When an error happens during the streaming phase, a proper message
like /* aborted by exception ... */
can be written to the client.
Embedding Solution
While records are streamed one at a time, the embedding still needs to track all records
to find out what related records should be fetched. Fortunately, the results only have
to be written to the client after the first section of _embedded
is written.
To solve this, an ObservableIterator
wraps the QuerySet.iterator()
and monitors which
objects are written to the client. Meanwhile, it tracks all related object ID’s in a list.
Once the main objects are written to the client, all related identifiers are known
and can be queried at once.
For nested embedding, this isn’t possible. Those objects have to be included in a nested
_embedded
section within the current section that is written to the client.
Hence those relations are queried directly, with some prefetching optimizations
on the embedded section to avoid many repeated queries.
Prefetching Optimization
One problem with QuerySet.iterator()
is that it’s incompatible with QuerySet.prefetch_related()
.
This happens because prefetch_related()
reads over the internal results to collect all
identifiers that need to be “prefetched” with a single query.

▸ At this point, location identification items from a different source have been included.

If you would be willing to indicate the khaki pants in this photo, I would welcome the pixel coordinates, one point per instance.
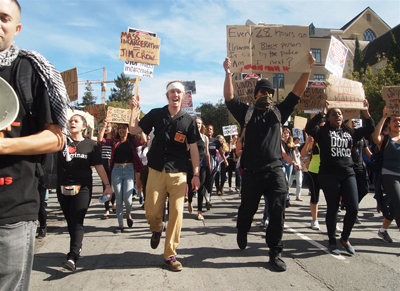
(159, 185)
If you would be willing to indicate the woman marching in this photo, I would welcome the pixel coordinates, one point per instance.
(124, 162)
(390, 145)
(336, 173)
(205, 170)
(74, 180)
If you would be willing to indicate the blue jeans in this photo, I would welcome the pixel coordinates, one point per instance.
(335, 186)
(123, 183)
(287, 170)
(17, 243)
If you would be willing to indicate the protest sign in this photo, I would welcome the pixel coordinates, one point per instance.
(300, 122)
(391, 95)
(118, 115)
(229, 130)
(98, 111)
(139, 48)
(268, 48)
(70, 78)
(187, 103)
(336, 59)
(135, 68)
(244, 89)
(344, 93)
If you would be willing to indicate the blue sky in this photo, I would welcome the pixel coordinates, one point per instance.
(86, 34)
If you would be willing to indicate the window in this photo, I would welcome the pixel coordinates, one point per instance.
(319, 77)
(317, 55)
(280, 79)
(369, 35)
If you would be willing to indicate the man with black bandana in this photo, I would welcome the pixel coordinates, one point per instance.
(262, 157)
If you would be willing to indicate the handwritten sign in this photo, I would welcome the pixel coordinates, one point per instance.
(244, 89)
(139, 48)
(70, 78)
(336, 59)
(312, 98)
(391, 95)
(266, 49)
(98, 111)
(229, 130)
(344, 93)
(300, 122)
(118, 115)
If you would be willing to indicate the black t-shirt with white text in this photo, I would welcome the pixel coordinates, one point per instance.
(84, 154)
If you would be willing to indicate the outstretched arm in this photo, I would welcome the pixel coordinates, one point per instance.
(228, 87)
(301, 84)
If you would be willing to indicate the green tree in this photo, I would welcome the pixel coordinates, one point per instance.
(358, 58)
(88, 98)
(123, 92)
(217, 115)
(394, 53)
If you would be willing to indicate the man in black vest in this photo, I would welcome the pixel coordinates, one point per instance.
(36, 130)
(262, 157)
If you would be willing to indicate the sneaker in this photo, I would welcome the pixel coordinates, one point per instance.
(315, 225)
(42, 233)
(173, 264)
(69, 265)
(385, 236)
(241, 239)
(276, 261)
(155, 238)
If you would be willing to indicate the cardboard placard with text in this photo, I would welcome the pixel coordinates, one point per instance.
(391, 95)
(70, 78)
(312, 98)
(244, 89)
(140, 48)
(300, 122)
(345, 93)
(118, 115)
(98, 111)
(268, 48)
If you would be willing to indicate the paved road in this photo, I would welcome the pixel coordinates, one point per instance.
(210, 256)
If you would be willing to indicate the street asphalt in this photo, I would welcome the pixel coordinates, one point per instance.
(210, 256)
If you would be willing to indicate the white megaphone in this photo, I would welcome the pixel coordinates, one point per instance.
(9, 104)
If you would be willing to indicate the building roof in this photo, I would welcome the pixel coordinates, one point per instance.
(380, 45)
(348, 24)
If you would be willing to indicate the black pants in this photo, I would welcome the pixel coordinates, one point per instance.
(42, 208)
(74, 209)
(273, 185)
(335, 186)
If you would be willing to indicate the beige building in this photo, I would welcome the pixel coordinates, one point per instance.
(366, 26)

To have the best of both words, the ChunkedQuerySetIterator
avoids this problem by reading
the table in chunks of 1000 records. For every batch, records are prefetched and given to
the next generator. It also tracks the most recently retrieved prefetches so the next batch
likely doesn’t need an extra prefetch. But even when it does,
this is still better then no having prefetching at all.
Also note that internally, Django’s QuerySet.iterator()
may still request 1000 records from the
database cursor at once. Hence, the ChunkedQuerySetIterator
also follows this pattern
to request the exact same amount of records.